Love is like a Good Poem written by a monkey high on meth
“you have to watch these things,” she pointed at the glowing screen
playing the latest hit reality show. I’d sunk four lowballs of Kentucky rotgut,
still couldn’t understand what I was watching.
I knew the meaning of life: to die. the meaning of ‘Survivor’, or ‘Love Island’?
maybe, they’re but a cruel game of Descartes’ demon keeping our brains in vats.
“why? I groaned. “I’d rather keep my brain cells intact.”
“the way you drink?” she giggled. “perhaps, you have a point.”
“that’s a myth. most geniuses were heavyweights, founded the modern world
with fifths of hooch in their bloodstream.”
“but this is what the world needs and wants now. good, dumb, toned-down fun.”
“and you wonder why the world’s gone to shit?”
“it’s why I have a book deal.”
“and my biggest success so far is getting rejection slips from The New Yorker
encouraging me to try them again.”
“precisely,” she tossed me a wink and many ugly thoughts crossed my mind.
quenched them with rotgut and I lit a cigarette.
“you should also quit your bad habits. they’ll kill you.”
“they’re the only joy I’ve got left in this goddamn world.”
“what about sex?”
“it used to be fun.”
“thanks a lot,” she said with a pout.
“it’s nothing personal. it’s just that you’re a good woman, a good person.
“sex with someone like you was never meant to be fun; it’s like fucking a nun.
or going down on the Pope.”
“that’s what you write?”
“sometimes.”
“it’s a wonder they ask you to try them again.”
“maybe, they’re afraid of being called insensitive.”
“you should quit drinking. you might write better.”

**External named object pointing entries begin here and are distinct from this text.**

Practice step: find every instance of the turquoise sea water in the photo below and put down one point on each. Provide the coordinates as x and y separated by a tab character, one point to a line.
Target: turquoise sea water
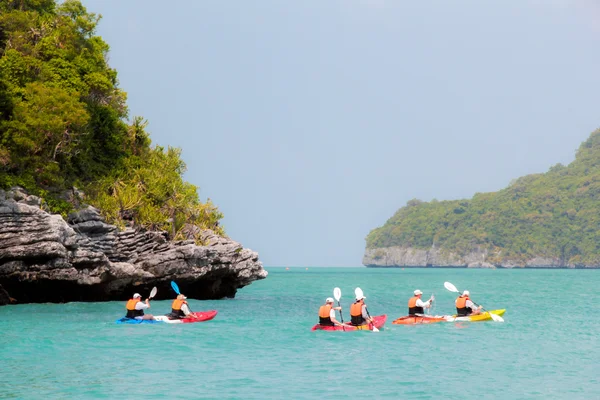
260	345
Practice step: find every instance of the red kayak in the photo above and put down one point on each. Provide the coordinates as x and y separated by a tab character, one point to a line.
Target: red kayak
199	316
379	322
416	320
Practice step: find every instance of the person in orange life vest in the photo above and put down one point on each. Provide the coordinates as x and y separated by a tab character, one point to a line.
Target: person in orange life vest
180	308
464	305
327	313
135	308
416	305
358	312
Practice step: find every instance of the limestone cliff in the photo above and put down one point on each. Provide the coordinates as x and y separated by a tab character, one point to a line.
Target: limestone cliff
478	257
44	258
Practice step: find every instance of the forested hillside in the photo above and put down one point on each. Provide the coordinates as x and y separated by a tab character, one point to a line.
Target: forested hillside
555	214
64	123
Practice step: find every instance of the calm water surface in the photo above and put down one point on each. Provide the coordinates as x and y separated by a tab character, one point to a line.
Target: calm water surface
260	345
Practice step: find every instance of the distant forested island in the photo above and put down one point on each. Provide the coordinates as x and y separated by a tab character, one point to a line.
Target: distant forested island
549	220
65	130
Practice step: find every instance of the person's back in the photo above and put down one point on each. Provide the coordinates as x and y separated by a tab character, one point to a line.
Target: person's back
356	313
179	307
325	315
135	308
131	311
413	309
464	305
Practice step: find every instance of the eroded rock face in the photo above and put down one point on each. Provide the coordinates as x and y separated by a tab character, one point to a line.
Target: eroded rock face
44	258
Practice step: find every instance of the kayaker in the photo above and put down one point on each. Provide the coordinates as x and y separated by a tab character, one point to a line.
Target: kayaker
416	306
358	312
180	308
135	308
327	314
464	305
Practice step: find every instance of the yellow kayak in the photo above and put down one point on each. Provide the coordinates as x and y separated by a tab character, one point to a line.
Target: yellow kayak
485	316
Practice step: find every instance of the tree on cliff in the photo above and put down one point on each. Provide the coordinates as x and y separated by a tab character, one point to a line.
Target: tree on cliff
63	123
554	215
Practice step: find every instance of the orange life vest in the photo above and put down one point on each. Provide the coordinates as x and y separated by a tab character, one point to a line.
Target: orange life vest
412	306
131	311
324	315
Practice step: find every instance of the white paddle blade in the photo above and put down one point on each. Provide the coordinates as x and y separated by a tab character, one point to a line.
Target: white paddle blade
358	293
337	294
450	287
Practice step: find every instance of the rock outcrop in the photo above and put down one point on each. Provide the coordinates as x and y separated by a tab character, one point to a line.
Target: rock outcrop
478	257
44	258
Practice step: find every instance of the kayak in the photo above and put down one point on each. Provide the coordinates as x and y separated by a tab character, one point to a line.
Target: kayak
379	322
200	316
432	319
419	319
485	316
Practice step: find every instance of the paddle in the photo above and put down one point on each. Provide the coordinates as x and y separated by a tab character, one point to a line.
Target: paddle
176	289
337	295
453	288
359	293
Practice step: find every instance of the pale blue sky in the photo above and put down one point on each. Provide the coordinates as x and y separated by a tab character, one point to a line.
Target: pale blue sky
311	122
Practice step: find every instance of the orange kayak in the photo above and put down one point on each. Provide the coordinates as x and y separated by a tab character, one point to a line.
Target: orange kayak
379	322
416	320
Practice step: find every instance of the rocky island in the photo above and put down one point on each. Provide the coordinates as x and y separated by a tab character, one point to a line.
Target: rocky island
549	220
90	210
44	258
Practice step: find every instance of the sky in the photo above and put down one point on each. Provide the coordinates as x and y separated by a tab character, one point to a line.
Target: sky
309	123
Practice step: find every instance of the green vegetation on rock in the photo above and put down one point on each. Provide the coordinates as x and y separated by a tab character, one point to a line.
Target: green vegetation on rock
64	124
554	215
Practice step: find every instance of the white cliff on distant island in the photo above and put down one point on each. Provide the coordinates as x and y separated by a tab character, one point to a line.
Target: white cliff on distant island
397	256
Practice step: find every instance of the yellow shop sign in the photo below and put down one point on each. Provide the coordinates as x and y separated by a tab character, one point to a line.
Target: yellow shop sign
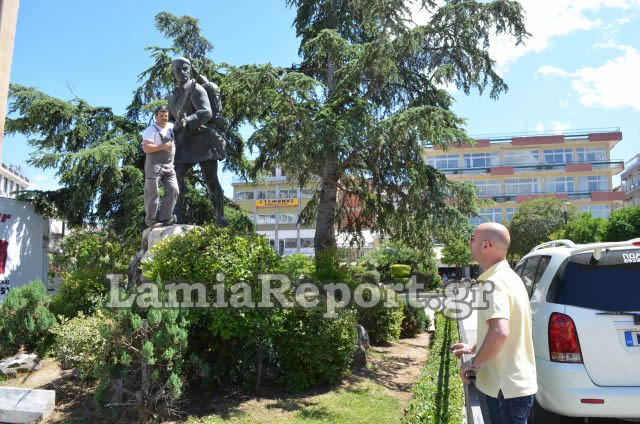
276	203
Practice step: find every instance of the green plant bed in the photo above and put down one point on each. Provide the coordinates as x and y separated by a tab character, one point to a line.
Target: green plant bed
438	396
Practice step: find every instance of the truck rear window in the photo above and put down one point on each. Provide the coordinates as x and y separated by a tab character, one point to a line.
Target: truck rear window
611	284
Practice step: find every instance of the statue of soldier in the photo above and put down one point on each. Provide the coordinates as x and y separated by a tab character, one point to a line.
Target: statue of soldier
193	106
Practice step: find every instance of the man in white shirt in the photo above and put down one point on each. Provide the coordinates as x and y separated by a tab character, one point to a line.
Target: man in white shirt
158	144
504	363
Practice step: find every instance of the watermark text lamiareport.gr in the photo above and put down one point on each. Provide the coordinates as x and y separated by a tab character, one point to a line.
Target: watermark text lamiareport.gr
457	301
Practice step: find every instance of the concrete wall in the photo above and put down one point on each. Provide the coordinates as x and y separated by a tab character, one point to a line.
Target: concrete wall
24	238
8	19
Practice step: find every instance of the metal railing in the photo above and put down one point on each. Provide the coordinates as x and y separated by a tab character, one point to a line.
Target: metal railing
631	165
616	163
17	171
497	138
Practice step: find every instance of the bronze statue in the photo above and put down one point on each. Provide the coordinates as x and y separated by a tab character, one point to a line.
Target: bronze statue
194	106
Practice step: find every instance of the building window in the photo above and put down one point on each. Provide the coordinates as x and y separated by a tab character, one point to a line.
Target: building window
522	186
593	183
244	195
591	154
444	161
486	187
521	157
487	215
288	218
291	193
290	243
266	194
480	160
558	156
560	185
266	219
307	193
597	211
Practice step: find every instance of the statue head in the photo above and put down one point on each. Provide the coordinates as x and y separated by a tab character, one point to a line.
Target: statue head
181	67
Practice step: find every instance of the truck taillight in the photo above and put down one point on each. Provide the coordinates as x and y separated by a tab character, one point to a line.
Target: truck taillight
564	345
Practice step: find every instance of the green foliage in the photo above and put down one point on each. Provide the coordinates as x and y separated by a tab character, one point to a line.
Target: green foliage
582	229
534	222
80	343
623	224
400	271
329	268
438	396
144	368
368	92
414	322
422	262
82	260
369	277
457	252
296	265
25	320
313	350
382	322
96	154
227	339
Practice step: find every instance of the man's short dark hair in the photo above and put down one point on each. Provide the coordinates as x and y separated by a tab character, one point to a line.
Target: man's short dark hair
160	109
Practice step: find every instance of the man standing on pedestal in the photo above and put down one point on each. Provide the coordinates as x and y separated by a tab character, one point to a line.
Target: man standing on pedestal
158	144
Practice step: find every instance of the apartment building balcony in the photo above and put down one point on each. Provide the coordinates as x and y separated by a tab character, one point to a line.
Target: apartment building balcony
609	134
16	172
501	169
271	179
631	187
630	167
597	195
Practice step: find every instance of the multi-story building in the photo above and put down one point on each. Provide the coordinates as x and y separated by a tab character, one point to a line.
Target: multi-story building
630	181
511	169
273	204
11	180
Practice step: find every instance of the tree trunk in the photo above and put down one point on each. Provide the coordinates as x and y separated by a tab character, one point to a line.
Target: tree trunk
325	237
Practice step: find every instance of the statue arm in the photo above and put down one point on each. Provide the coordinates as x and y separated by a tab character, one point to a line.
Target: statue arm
203	113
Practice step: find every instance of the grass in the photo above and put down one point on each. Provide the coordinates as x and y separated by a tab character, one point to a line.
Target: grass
365	403
438	396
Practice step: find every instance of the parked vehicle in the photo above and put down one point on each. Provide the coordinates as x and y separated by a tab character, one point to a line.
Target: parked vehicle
585	305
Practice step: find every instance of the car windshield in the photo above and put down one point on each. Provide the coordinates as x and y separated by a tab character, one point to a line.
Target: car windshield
611	284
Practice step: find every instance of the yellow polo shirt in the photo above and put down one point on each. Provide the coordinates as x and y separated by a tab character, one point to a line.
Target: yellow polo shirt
513	370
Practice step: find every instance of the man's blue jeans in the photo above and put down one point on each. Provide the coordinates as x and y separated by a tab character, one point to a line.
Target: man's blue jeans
509	411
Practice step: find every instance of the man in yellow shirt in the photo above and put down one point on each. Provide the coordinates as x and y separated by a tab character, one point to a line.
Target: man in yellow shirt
504	363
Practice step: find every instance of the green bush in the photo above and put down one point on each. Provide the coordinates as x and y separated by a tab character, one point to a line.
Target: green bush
438	395
80	343
296	265
25	320
314	350
82	261
383	323
400	271
422	262
329	268
415	321
228	340
623	224
144	367
370	277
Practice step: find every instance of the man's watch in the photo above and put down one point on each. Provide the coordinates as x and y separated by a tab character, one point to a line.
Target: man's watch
473	362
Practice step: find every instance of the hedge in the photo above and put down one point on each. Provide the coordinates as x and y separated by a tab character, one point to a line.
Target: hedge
438	396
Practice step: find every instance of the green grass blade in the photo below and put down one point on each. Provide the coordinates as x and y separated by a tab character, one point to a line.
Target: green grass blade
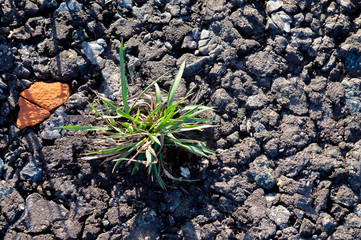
146	90
158	96
154	139
149	157
111	150
106	103
156	110
85	128
123	80
128	152
195	127
175	84
95	110
157	176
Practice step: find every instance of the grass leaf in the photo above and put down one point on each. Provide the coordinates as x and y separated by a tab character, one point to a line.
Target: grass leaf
85	128
175	84
123	80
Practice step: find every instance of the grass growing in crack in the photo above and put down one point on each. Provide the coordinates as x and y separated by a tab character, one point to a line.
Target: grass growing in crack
143	126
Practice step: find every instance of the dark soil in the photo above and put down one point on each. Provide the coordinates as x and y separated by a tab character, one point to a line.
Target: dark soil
284	77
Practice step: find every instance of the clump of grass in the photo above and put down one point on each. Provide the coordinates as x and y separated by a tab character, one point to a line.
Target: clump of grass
142	127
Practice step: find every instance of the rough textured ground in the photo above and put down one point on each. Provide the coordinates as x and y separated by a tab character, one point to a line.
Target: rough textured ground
284	76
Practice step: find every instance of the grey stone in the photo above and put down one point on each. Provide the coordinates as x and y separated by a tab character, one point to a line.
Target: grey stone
111	85
11	202
339	26
221	99
279	215
173	200
31	172
273	5
49	127
327	222
266	64
194	64
73	5
352	94
225	30
152	51
321	195
46	4
6	58
321	44
204	34
4	112
344	196
176	31
290	94
307	228
63	7
189	43
93	50
76	102
298	201
282	20
79	35
298	19
64	66
249	20
63	27
256	101
302	38
64	188
1	166
296	132
41	68
261	169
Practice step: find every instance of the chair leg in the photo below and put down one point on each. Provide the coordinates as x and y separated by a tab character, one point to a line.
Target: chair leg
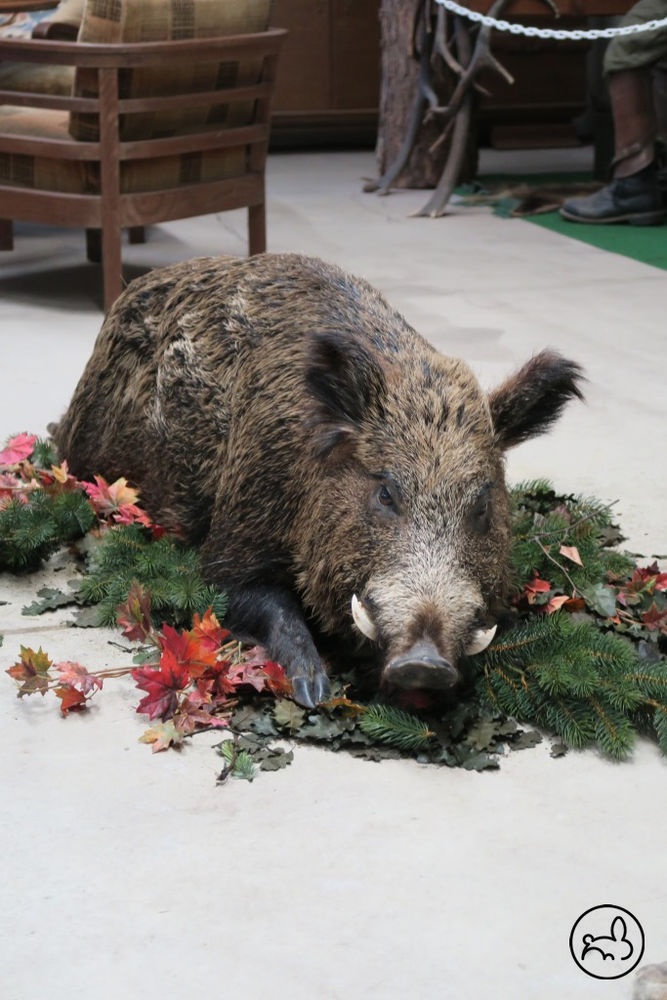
257	229
94	245
112	265
6	234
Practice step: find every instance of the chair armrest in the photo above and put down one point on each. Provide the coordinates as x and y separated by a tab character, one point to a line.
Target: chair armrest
60	31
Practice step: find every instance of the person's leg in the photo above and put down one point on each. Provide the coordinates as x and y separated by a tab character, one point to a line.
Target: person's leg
634	194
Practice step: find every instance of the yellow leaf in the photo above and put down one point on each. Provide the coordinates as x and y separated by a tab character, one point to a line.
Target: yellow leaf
571	552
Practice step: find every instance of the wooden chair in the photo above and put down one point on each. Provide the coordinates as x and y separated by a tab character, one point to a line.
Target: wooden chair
152	130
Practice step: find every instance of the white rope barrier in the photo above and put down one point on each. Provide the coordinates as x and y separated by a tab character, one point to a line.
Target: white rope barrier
555	33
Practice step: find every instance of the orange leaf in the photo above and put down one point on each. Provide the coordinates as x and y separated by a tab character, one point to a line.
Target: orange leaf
555	603
71	700
571	552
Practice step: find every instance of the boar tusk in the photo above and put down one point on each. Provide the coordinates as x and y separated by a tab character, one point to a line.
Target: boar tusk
480	640
361	619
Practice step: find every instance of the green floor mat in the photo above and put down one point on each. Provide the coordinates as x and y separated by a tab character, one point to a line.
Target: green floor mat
647	244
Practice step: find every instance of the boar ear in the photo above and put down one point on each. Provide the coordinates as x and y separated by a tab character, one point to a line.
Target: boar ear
346	380
528	402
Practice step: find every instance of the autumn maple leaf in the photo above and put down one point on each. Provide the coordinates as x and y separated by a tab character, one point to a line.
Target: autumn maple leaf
163	687
163	736
71	700
208	631
76	676
277	680
252	669
116	500
17	449
185	650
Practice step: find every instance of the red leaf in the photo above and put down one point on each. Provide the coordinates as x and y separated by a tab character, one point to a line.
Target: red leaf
213	685
129	513
76	676
208	631
252	669
162	686
187	651
193	715
71	700
18	449
277	680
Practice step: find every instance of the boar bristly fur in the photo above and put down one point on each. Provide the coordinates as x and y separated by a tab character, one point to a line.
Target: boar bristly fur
316	447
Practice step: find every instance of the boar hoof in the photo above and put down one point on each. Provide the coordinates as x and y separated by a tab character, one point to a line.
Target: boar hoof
362	619
480	640
421	667
309	691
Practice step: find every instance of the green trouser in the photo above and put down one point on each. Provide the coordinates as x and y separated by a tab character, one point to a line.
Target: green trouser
645	48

“a dry has never produced a decent work of art. never in the history of the world.”
“I don’t drink, and my book’s gonna be published.”
“because the world’s gone teetotal.”
“am I not good?”
“you’re a decent wordsmith.”
“and you’re a brilliant writer?”
“only when I’m drunk enough to think the tv’s the moon and the wall a punching bag.”
“next time you break your knuckles, take yourself to the clinic.”
“I will. I’m going to the bar.”
“don’t bring home your hateful napkin poems.”
“they’re gonna immortalize you one day, you know.”
“I’d rather be happy than immortal.”
“and that’s why you’ll be immortalized and I won’t.”